What piighost does not protect against¶
Outside the protection scope
- Local memory compromise: the cache holds the mapping
placeholder -> real valuein memory (or in whatever backend you configured). An attacker with process memory access recovers the mapping in cleartext. - Disk theft of an unencrypted cache backend: if you point
aiocacheat a Redis instance without disk encryption, and someone walks off with the disk, they walk off with the mapping. Encrypt backend storage. - LLM hallucinations: if the LLM invents a PII that was never in the input,
piighostcannot link it because it was never cached. See Limitations for mitigation. - Side-channel inference: placeholders preserve the structure of the text. A determined adversary with partial knowledge could attempt to re-identify entities from context (rare, but not impossible).

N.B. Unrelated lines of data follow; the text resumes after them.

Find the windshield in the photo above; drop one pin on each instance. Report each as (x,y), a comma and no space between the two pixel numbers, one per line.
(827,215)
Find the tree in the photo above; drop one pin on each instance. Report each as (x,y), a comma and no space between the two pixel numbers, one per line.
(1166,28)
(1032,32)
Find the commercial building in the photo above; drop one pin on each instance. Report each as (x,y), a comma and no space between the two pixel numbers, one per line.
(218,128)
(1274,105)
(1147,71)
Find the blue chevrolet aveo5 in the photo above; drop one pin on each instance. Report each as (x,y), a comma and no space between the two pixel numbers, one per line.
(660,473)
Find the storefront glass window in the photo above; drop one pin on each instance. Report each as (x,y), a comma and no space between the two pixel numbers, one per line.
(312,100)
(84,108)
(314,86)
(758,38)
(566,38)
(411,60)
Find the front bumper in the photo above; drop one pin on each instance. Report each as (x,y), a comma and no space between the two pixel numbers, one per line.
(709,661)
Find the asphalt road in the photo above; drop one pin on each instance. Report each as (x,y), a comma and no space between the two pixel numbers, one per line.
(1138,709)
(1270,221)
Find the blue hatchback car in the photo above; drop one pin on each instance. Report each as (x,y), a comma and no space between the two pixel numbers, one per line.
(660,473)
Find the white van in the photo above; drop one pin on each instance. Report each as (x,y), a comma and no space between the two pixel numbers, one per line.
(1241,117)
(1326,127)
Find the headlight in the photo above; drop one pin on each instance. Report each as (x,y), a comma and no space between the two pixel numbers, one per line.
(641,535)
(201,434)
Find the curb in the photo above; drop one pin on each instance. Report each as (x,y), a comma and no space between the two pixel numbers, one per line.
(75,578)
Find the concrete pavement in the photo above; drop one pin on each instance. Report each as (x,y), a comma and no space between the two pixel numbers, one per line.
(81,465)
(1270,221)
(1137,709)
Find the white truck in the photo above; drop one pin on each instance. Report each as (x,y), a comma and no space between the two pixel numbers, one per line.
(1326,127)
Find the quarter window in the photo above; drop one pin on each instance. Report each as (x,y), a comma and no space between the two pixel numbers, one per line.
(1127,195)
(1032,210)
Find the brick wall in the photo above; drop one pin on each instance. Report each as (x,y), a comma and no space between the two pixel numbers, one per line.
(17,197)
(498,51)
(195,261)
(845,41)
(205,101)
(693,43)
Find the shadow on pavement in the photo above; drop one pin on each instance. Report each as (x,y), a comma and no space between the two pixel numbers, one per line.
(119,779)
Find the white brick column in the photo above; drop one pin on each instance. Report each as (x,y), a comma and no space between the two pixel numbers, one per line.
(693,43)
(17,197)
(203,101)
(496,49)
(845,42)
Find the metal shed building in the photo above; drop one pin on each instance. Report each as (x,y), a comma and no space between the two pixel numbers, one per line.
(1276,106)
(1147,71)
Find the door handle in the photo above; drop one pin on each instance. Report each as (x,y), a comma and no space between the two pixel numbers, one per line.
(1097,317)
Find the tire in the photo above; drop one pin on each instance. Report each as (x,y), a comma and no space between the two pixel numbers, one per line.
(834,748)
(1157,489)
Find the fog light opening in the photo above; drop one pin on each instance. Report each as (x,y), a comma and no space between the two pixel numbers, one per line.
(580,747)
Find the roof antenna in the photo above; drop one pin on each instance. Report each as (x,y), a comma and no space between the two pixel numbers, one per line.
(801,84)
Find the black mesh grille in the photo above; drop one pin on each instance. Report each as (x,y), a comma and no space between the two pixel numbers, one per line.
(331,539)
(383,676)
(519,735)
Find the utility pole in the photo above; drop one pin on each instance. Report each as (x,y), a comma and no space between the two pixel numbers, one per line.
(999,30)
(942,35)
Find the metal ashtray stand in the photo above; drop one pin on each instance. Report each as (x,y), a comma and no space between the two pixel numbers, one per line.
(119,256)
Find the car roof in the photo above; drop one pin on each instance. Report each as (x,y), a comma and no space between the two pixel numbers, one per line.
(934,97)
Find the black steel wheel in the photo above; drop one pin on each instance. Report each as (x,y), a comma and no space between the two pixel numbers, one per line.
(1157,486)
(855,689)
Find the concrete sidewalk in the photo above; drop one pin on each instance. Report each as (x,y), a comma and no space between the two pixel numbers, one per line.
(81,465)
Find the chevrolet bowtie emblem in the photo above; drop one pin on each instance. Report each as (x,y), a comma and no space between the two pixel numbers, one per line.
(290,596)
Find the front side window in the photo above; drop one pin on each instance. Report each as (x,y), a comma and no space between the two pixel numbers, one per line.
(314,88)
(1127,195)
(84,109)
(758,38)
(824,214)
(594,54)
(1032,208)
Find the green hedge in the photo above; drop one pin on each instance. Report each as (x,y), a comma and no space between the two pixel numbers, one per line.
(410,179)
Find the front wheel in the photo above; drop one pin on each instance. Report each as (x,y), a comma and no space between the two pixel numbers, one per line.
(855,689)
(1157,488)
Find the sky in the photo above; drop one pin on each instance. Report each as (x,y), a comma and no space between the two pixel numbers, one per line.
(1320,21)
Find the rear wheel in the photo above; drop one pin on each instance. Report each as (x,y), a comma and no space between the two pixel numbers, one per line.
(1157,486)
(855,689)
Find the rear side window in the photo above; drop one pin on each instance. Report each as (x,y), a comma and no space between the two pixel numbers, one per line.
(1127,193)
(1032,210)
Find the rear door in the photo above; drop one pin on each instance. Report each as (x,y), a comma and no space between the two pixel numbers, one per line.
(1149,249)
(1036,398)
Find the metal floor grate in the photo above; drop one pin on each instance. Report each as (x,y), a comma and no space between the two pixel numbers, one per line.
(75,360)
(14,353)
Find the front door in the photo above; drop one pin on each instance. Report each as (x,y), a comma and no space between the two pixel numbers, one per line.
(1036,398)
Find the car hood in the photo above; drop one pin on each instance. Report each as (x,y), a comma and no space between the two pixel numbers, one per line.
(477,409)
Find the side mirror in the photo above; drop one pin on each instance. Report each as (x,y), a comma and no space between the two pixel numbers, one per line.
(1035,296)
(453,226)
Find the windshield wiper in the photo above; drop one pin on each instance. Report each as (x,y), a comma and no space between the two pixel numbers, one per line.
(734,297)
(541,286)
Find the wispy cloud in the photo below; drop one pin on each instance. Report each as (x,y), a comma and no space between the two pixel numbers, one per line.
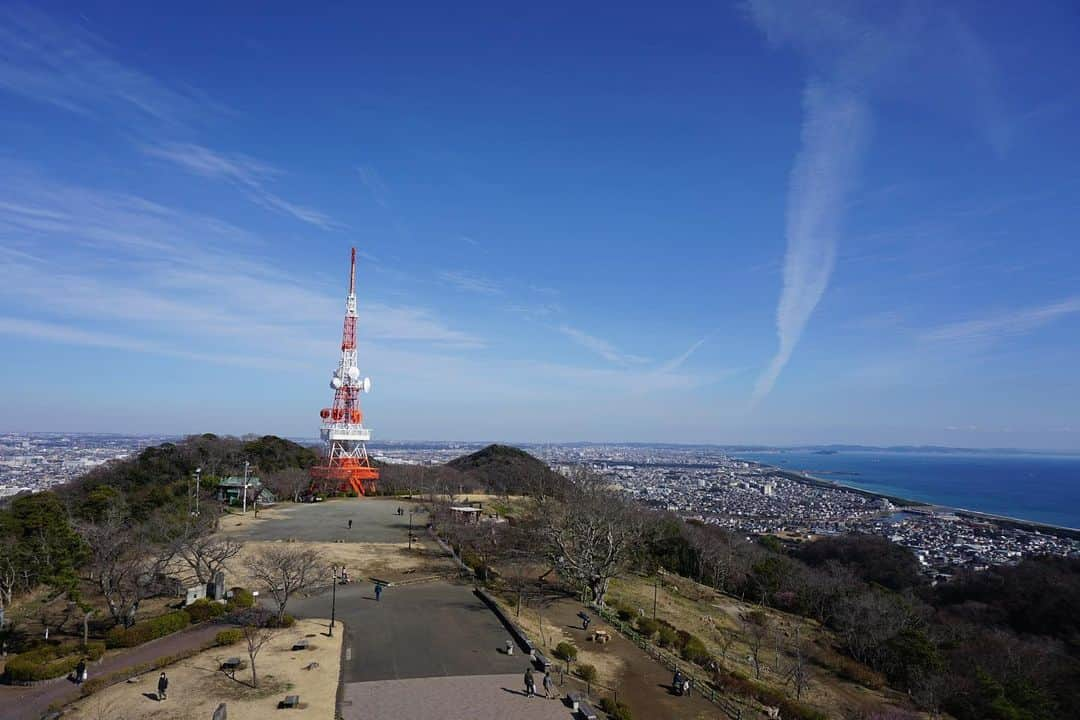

- Upstream access to logs:
piighostdoes not log raw PII, but your app might. Audit your own logging, tracing, and error reporting before claiming compliance.
Masked repr() on PII-bearing dataclasses¶
The Detection dataclass holds the raw PII surface form in its text
field. To prevent accidental leakage through print(detection),
logger.info("got %s", detection), or an uncaught traceback, its
__repr__ masks that field:
>>> from piighost.models import Detection, Span
>>> d = Detection(text="Patrick", label="PERSON", position=Span(0, 7), confidence=0.9)
>>> repr(d)
"Detection(text=<redacted:7>, label='PERSON', position=Span(start_pos=0, end_pos=7), confidence=0.9)"
Entity.__repr__ inherits this masking for free because it renders its
nested Detection objects via repr(). Span is not masked (positions
are metadata, not content).
This is a best-effort safeguard, not a substitute for discipline. The
raw value remains accessible via detection.text; any caller that
explicitly prints or logs that attribute bypasses the mask. Pydantic's
SecretStr is not used because piighost keeps its core dependency
surface minimal.
Design decisions that back the threat model¶
- Anonymization happens locally: PII is replaced before the HTTP request hits the LLM provider.
- SHA-256 keyed cache: placeholders are deterministically derived, not stored in plaintext under the placeholder label. Even a cache dump does not reveal which placeholder maps to which PII without the salt.
- No logging of raw PII by the library:
piighostitself never writes PII to any logger. Your own code must follow the same discipline. - Frozen dataclasses:
Entity,Detection,Spanare immutable, preventing accidental mutation after anonymization has been applied.
Reporting a vulnerability¶
See SECURITY.md for the private vulnerability
reporting channel and the supported-version matrix.